I’m a fairly impatient person so I love the idea of quick fixes and short cut solutions and getting over things quickly. But when you don’t feel good, being impatient with yourself and putting pressure on yourself to feel better doesn’t really seem to help. I don’t think there is a quick fix or fool-proof solution. What you need is probably going to be different to what someone else needs and old solutions that worked before may not work again.
Maybe it’s about learning to not judge the negative, heavy feelings so much. To accept them as part of life and not as a personal failing or a flaw in our character. To take the pressure off “getting through” them and instead, when they come up, to listen to them. To come to the feelings with an open heart and try to understand why you might be feeling this way and being open to what you need moment to moment. For me, I’ve noticed that often at the core of my heaviness is fear. And fear is a really vulnerable emotion. Rather than pressure to lighten up or to get over it, fear seems to really require gentleness and patience and tenderness. All of which are near impossible if you are angry or frustrated with yourself.
And so it all seems to come back to having compassion for yourself and learning to forgive and ultimately love yourself. But this shouldn’t sound like a pressure and it also isn’t something you should feel bad about if you find it hard. I think it’s ok to have to learn how to support ourselves, how to nurture and really care for ourselves, especially when we don’t feel good. And become aware of what you need and how your coping mechanisms may need to change.

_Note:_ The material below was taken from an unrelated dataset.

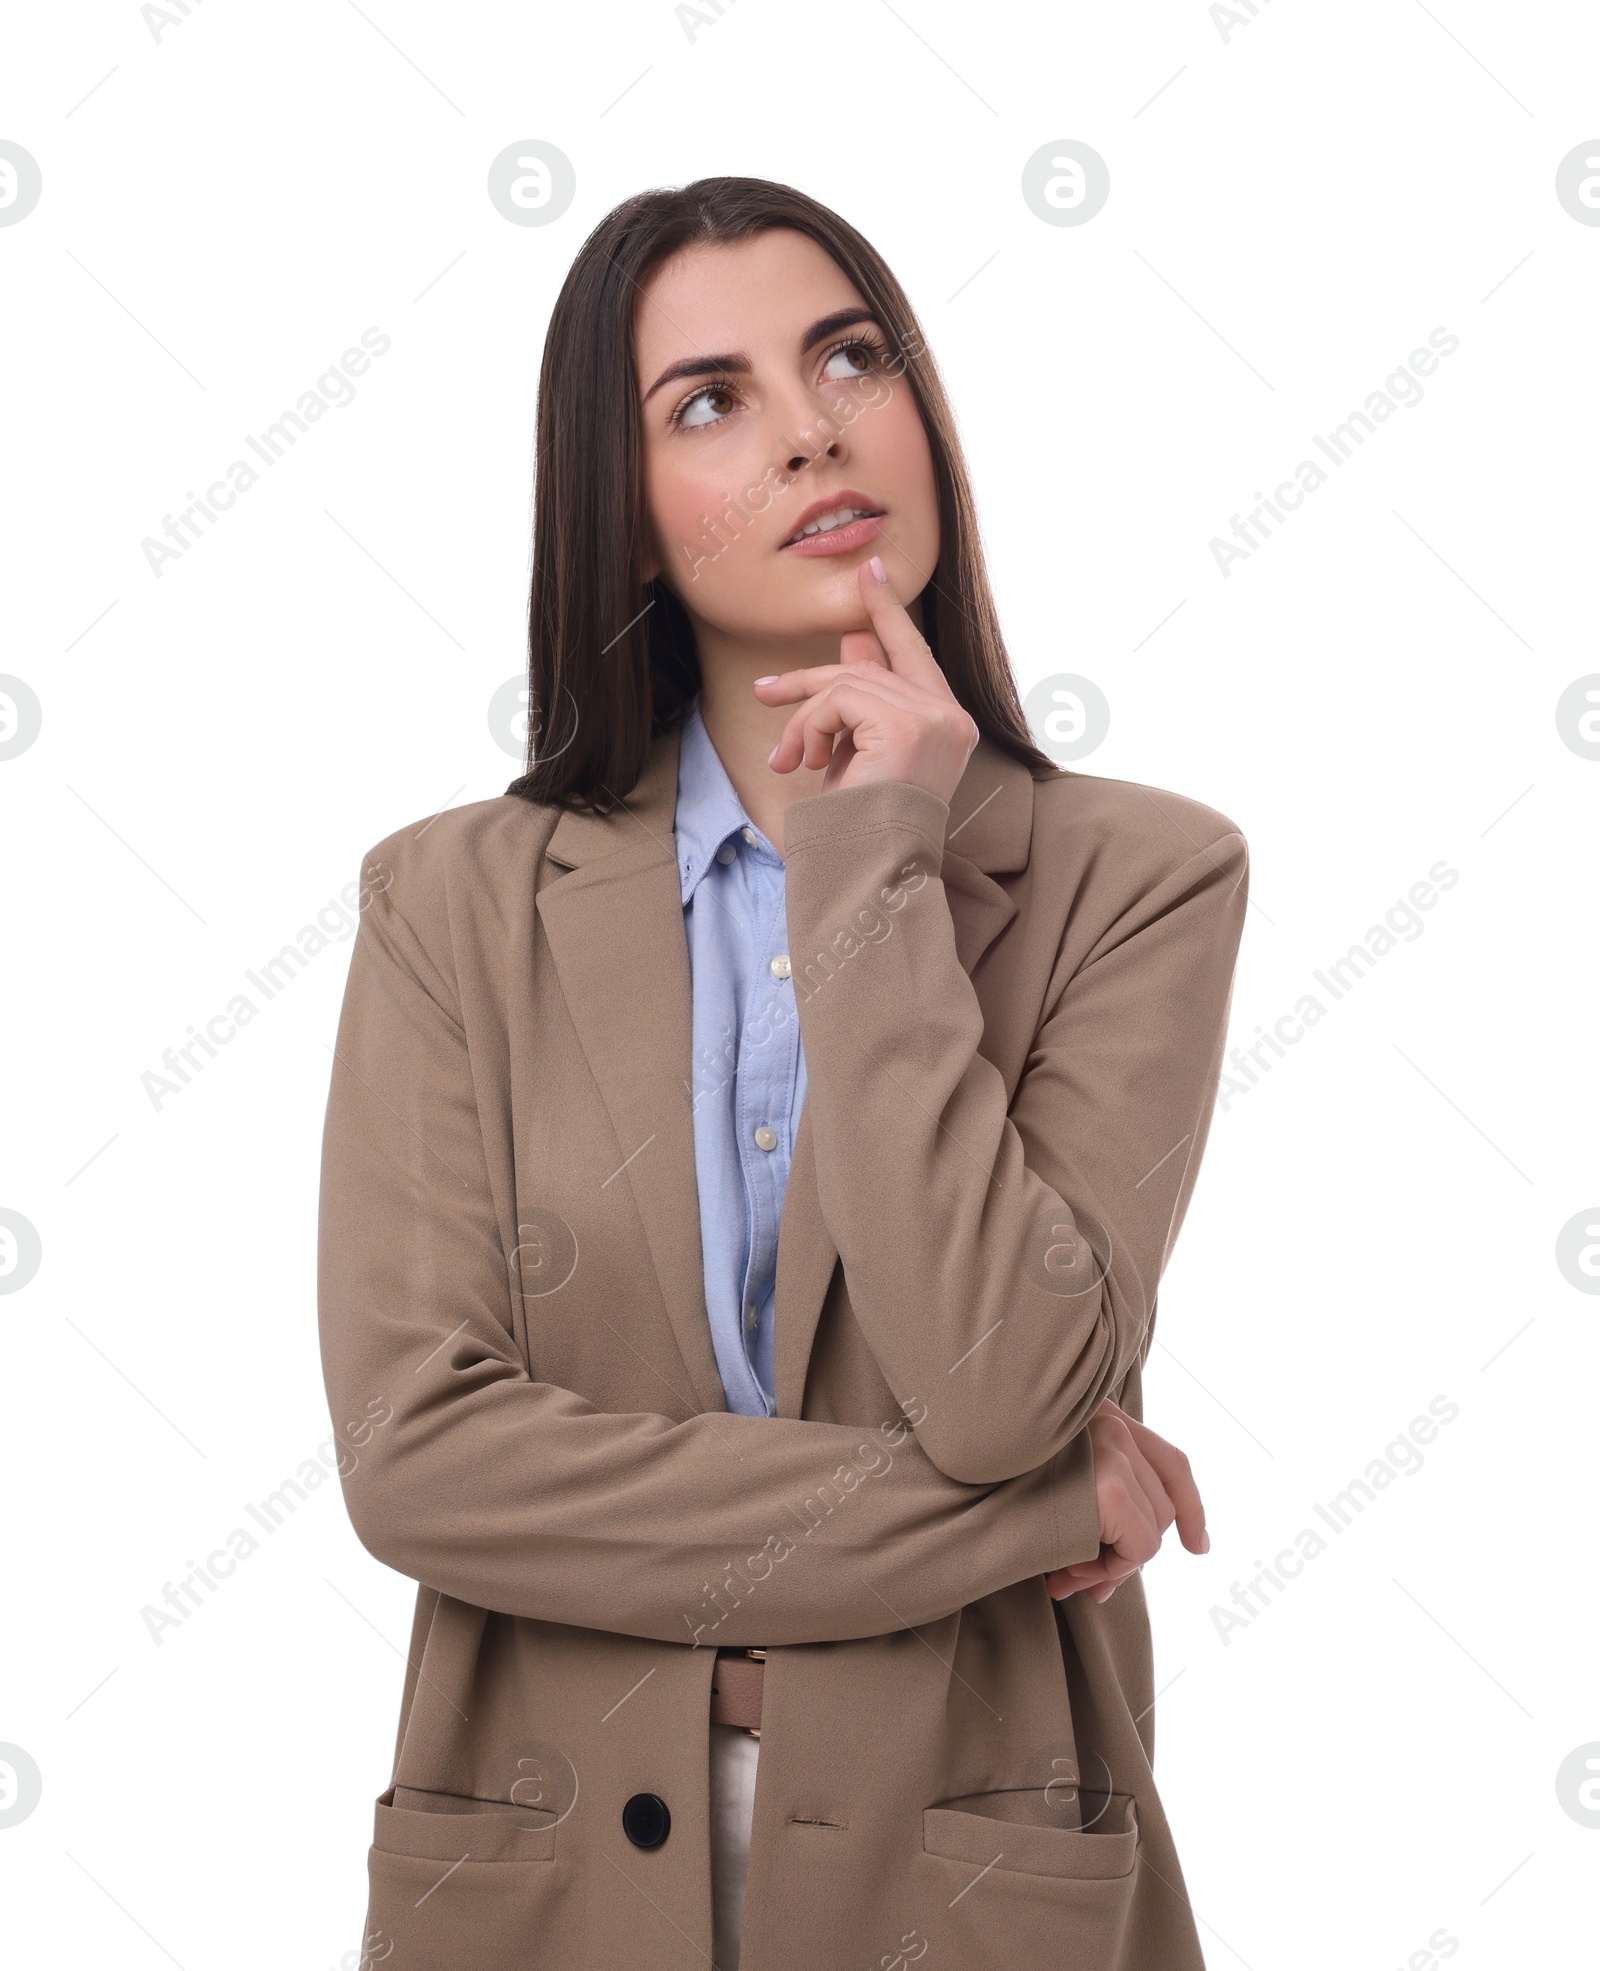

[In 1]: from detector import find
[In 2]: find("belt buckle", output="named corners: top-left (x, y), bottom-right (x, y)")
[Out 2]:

I notice when I feel awful, I habitually separate myself from everyone around me. I talk less, I remove myself, I try and find more space alone. And for me, most of the time, this doesn’t really seem to help. Because it’s in those moments I really need people more and need to know that I can depend on the people around and I need to know that I can trust that there is love and support for me. But it’s not easy to change this behaviour so I need to start with baby steps. Being aware, noticing what happens and forgiving myself even if I don’t do the right thing.

It’s a process, this self love thing, and it’s ok because we have the time to learn.